時間も労力も無駄にする意味を持たない行動は、実に不合理で必要のない事だろう? だからこそ、女の言葉に意味を見出したかったのかもしれない。女は私の質問に答え、ふいと視線を外してしまった。待て、視線を外すな。
「えっ、ちょ……」
「……」
違うと言った胸の高鳴りはやはり恐怖か? どんな表情をしている? 分からないのだ、それならば観察するしかない。俯いてしまった女の顔をどうにか見たくて、私は閉じ込めた腕はそのままに尻尾で女の顎を救い上げる。瞬間、女の身体がビクッと震え強張るのを感じだ。何だ、尻尾の冷たさにでも驚いたのか。
特に気にせず不躾な程ジロジロと観察していたが、段々と体温が上がり焦りの声を女が出し始めた事に気付く。またもやその変化の切っ掛けが分からぬ私は、必死に逃れようとするのを捕え私へと向けさせる。

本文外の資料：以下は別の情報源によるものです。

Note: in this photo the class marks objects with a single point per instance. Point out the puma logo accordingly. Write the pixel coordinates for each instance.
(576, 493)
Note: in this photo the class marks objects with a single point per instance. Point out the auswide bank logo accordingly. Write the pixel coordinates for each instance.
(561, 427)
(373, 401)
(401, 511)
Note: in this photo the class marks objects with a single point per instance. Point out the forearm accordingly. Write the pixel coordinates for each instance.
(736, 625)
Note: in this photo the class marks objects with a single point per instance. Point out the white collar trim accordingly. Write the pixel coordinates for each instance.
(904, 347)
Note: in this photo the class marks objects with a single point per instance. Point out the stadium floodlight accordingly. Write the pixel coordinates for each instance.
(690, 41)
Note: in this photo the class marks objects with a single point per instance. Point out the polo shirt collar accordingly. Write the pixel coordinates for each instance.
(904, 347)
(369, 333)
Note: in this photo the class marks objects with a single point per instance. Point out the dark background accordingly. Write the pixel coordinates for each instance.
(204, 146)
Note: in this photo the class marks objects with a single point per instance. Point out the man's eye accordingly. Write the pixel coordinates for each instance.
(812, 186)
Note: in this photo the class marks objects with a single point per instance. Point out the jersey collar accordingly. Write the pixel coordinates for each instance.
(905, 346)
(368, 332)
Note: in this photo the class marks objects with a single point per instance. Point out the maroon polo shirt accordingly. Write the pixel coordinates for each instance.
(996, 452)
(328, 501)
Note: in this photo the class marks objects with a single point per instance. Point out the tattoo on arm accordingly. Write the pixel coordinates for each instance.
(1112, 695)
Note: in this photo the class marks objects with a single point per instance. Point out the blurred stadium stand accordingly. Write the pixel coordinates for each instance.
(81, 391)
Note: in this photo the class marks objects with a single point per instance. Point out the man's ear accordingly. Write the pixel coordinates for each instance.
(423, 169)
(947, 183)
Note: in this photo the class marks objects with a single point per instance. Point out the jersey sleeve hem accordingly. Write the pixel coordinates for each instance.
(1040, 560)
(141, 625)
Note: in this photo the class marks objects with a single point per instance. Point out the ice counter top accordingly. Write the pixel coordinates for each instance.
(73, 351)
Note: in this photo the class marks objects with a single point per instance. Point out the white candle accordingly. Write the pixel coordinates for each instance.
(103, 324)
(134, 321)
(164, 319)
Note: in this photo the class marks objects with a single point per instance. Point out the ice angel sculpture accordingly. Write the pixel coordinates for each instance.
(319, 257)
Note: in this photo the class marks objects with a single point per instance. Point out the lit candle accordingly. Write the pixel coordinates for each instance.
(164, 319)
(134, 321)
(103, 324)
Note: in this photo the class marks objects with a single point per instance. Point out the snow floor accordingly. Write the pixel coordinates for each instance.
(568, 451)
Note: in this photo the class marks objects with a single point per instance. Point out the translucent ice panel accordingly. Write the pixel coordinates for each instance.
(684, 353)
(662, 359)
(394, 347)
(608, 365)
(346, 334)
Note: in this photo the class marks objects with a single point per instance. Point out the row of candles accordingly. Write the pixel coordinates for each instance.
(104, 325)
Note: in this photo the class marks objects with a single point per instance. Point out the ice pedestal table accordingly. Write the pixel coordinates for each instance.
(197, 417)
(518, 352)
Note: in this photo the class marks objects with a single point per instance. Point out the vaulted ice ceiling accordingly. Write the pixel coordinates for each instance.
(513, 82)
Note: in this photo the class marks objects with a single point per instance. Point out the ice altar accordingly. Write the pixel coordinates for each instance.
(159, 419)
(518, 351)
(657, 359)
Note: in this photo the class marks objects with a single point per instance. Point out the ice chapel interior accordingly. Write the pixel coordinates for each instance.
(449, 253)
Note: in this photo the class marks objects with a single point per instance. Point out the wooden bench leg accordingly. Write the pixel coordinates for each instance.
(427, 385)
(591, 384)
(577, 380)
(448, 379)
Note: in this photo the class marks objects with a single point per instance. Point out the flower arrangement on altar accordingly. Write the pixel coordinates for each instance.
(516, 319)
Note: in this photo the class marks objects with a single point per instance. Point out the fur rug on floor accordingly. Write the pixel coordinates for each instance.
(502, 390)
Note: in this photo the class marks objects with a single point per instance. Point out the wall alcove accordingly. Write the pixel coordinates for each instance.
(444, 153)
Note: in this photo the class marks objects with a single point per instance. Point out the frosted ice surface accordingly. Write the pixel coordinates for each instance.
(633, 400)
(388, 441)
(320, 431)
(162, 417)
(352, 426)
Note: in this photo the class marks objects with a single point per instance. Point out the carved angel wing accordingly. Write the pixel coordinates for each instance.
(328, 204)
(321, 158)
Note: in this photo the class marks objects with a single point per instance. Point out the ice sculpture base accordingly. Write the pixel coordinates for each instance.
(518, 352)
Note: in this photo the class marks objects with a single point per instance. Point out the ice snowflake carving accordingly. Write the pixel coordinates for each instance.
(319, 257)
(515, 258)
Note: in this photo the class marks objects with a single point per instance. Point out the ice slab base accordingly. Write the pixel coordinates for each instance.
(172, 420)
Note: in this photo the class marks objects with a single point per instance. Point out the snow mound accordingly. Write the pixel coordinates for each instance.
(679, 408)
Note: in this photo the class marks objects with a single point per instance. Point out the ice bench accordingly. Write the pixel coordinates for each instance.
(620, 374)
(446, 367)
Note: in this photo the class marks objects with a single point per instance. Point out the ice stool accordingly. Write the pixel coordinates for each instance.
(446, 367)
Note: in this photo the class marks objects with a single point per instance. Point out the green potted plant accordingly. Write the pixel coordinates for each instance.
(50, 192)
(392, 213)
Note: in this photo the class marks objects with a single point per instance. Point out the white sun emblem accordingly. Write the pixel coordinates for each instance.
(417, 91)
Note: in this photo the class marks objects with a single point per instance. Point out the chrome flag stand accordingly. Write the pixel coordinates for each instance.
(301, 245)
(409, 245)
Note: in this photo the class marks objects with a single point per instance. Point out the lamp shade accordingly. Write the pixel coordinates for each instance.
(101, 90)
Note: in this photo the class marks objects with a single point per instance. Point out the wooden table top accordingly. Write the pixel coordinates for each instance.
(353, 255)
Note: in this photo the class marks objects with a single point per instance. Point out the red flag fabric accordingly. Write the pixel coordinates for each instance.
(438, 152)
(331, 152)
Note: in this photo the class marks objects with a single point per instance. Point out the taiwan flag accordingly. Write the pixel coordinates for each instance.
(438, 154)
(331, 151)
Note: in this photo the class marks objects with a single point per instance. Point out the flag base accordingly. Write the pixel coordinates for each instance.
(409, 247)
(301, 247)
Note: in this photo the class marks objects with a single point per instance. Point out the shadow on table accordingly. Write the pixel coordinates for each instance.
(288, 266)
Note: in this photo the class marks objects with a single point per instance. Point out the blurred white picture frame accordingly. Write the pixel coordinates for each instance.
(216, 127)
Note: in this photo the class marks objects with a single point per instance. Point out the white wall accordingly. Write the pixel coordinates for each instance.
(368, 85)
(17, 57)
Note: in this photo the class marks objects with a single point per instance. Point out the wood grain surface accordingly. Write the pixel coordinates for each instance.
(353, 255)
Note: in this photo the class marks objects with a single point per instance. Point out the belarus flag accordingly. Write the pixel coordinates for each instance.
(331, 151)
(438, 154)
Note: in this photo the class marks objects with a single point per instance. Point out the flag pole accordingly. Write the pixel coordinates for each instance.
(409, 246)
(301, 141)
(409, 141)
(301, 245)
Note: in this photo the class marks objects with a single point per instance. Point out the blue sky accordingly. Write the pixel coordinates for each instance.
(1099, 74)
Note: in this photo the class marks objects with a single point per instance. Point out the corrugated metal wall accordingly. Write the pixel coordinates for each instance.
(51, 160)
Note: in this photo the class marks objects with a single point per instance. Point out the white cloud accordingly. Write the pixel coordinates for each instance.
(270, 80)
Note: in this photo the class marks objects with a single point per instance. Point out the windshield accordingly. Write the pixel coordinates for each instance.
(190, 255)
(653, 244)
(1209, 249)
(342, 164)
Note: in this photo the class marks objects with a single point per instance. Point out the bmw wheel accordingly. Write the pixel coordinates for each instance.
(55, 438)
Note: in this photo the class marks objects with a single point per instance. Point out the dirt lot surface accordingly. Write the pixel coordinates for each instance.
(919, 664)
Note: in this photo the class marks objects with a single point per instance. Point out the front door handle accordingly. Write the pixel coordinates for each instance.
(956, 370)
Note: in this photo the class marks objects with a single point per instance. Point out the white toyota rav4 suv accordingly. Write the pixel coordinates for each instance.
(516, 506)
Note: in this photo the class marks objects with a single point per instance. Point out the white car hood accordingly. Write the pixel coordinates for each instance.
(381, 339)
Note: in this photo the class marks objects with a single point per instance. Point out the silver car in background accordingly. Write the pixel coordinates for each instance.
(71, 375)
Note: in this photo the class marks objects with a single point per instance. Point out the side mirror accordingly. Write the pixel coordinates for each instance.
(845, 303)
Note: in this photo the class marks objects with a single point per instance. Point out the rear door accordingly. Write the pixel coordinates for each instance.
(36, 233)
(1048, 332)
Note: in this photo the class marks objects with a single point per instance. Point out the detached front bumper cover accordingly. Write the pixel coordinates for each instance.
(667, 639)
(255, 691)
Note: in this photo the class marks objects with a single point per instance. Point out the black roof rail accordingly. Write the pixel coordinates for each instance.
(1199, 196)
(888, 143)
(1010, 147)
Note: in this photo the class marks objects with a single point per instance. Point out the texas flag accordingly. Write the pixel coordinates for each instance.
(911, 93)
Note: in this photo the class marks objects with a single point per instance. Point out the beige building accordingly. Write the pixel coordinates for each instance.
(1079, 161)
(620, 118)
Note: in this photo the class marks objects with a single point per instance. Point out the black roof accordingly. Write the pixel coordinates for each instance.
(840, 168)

「し、試合! 続けないと!! だから……それ、やめてください……」
逃れられぬと悟ったのか大人しくなった女を観察してどれくらい経ったのか、突如顔を上げ大きく叫ぶように声を出した。勢いよく話し出したものの、徐々に尻すぼみしていく語気に笑いそうになる。ジロジロと見られる事に不満を覚え訴えてみたが、私を見て尻込みしたのか。やめてくれと言われても、わざわざやめてやる筋合いはない。だが女が言う”それ”とは何を指している? やはり観察される事か、それとも……。
「ん、成る程な。もう今回の試合は私の負けでいいさ」
「どうして?」
体温の上昇は恐怖によるものと思っていたが、実際は至極単純。あり得ぬと選択肢から除外していた事……こいつは照れている。こんなバケモノのような見た目をした私に対して、恥じらう乙女のように頬を染めるとは!どれ程までにウブな娘なのだ。その結論へと至った瞬間、えも言われぬ達成感のようなものが心を満たす。
嗚呼、実に面白いじゃあないか。最初は確かに恐怖に支配されていたはずだが、切っ掛けを与えればこうも簡単に塗り替える事が出来るのか。もっと見せてくれないだろうか、人の気色の変わる瞬間を。一種の研究対象として興味を持った。自分自身でも口角が上がっているのが分かる。今の私は随分と悪い顔をしているのだろう。
「いいものを見させてもらったからな。他の奴らにはそんな顔見せるなよ」
「……!?」
私の負けでいいと言ったのは、最後の暗号機が解読された音が鳴り響いたから。それが一番の理由であったが、敢えて私はもう一つの理由を口に出した。頭に叩き込め、君はもう私の研究対象だ。
どんな要因でどのように変化するのか、私はそれが知りたい。他の奴らに今の表情のまま会ったらどうなると思う? きっと指摘され、いや何かされるかもしれないが……こいつはそれに対して私が知らない表情をするのだろう。それは駄目だ。私は全てを把握しておきたいし、単純に面白くない。だからこそ、釘を刺しておいたのだ。顔を真っ赤に走り去っていった女を見つめながら、ようやく壁から抜けたナイフを私はくるりと回した。